Man life could not be better right now, First I bought my new John Deere L130 about three months ago, what a tractor, and now I just picked up my new Dodge Ram 3500 Dually with the Cummins Diesel engine. 

:tractorsm


----------



## jodyand (Sep 16, 2003)

Welcome John Deere L130 :friends: Congrats on the new tractor and your new Dodge. One of these day I'm going to break down and buy me one of those but until then i will have to stick with my old one.


----------



## Live Oak (Dec 22, 2003)

Welcome to Tractor Forum John Deere L130
:friends: :cheers: Very nice choice of truck and tractor even if I say so myself!   Love my Deere and my Cummins both. :thumbsup:


----------



## guest (Sep 16, 2003)

welcome JD130 are you still cutting?


----------



## John Deere L130 (Nov 12, 2004)

*Darn grass must have got scared!!!!!*

Just my luck, I get the new Deere and I am now in the slow growth months of Florida. 

I have used it twice and it was fast, the cut was nice and level and the driver was grining ear to ear! :driving:


----------



## bontai Joe (Sep 16, 2003)

Welcome to the forum John Deere 130! Sounds like life IS good! Congratulations on the tractor and truck. Did your truck come with an auto tranny or manual?
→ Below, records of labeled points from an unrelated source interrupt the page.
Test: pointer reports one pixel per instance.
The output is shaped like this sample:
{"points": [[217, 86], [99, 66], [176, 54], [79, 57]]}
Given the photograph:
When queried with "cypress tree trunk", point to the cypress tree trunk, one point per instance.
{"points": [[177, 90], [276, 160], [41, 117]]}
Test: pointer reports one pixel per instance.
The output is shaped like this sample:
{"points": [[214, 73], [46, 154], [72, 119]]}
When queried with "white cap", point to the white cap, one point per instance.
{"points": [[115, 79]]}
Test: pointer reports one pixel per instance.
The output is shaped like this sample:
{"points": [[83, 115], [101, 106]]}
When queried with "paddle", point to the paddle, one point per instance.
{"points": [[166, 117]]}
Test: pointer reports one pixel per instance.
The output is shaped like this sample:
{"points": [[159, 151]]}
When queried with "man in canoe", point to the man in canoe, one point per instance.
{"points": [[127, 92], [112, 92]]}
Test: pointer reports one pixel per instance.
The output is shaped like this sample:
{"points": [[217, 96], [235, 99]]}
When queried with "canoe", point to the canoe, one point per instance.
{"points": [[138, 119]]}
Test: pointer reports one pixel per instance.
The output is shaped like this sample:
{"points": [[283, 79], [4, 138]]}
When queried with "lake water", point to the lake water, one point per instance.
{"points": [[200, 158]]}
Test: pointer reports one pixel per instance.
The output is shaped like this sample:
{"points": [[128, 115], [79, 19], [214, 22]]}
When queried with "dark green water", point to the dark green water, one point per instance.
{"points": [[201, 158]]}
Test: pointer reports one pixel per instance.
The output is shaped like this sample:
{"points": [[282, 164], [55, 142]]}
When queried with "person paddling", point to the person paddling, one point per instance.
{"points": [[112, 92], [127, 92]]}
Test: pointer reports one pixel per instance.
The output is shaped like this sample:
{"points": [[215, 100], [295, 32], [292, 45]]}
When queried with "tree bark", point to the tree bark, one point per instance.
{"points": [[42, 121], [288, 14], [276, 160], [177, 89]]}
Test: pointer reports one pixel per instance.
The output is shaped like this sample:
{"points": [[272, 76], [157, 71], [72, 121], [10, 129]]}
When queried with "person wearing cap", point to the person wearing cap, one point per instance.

And why did you pick the Dodge over the Ford and GM? (I'm truck shopping too, and gathering info)


----------



## John Deere L130 (Nov 12, 2004)

Hello Bontai Joe, 

I looked at the Fords but have been concerned with the 6.0 Power Stroke diesel problems being reported. Also many automatic transmission problems. I know Ford is getting the engine problems sorted out, but I don't want to end up with one of the problem engines. 

The Chevrolet's were OK, but again the Duramax diesel is still an unknown, the Allison automatic transmission has had its share of problems as well. 

The Dodge has a new transmission, the 48RE which has addressed the problems with the old 47RE automatic. The Cummins diesel is also putting out 325 HP and 610 lbs TQ, best in class. 

Feature wise all three are very nice trucks, I think any of them would be a good truck when taken care of. 

The other reason is I am a Dodge man, the last four trucks have been dodges. I did look and compare all three of the diesels before selecting the Dodge. 

In order I would buy: 1. Dodge 2. Ford 3. Chevy

The best thing to do is to go down to each dealer and look all them over and test drive them to see which one fits you the best, over all I don't think you can go wrong with any of the three.


----------



## John Deere L130 (Nov 12, 2004)

Hello Keweenaw4310,

Wow, in the summer time in Florida you will be mowing at least once a week to keep it under control, if you wait for two weeks you have a mini jungle starting. 

But I guess I have something to look forward to when the grass starts to grow again when the rains come. Unitl then I will just polish the Deere and piddle around. :driving:


----------



## Ernie (Mar 18, 2004)

Why polish it..... it is green isn't it? 

Welcome aboard this fine site...


----------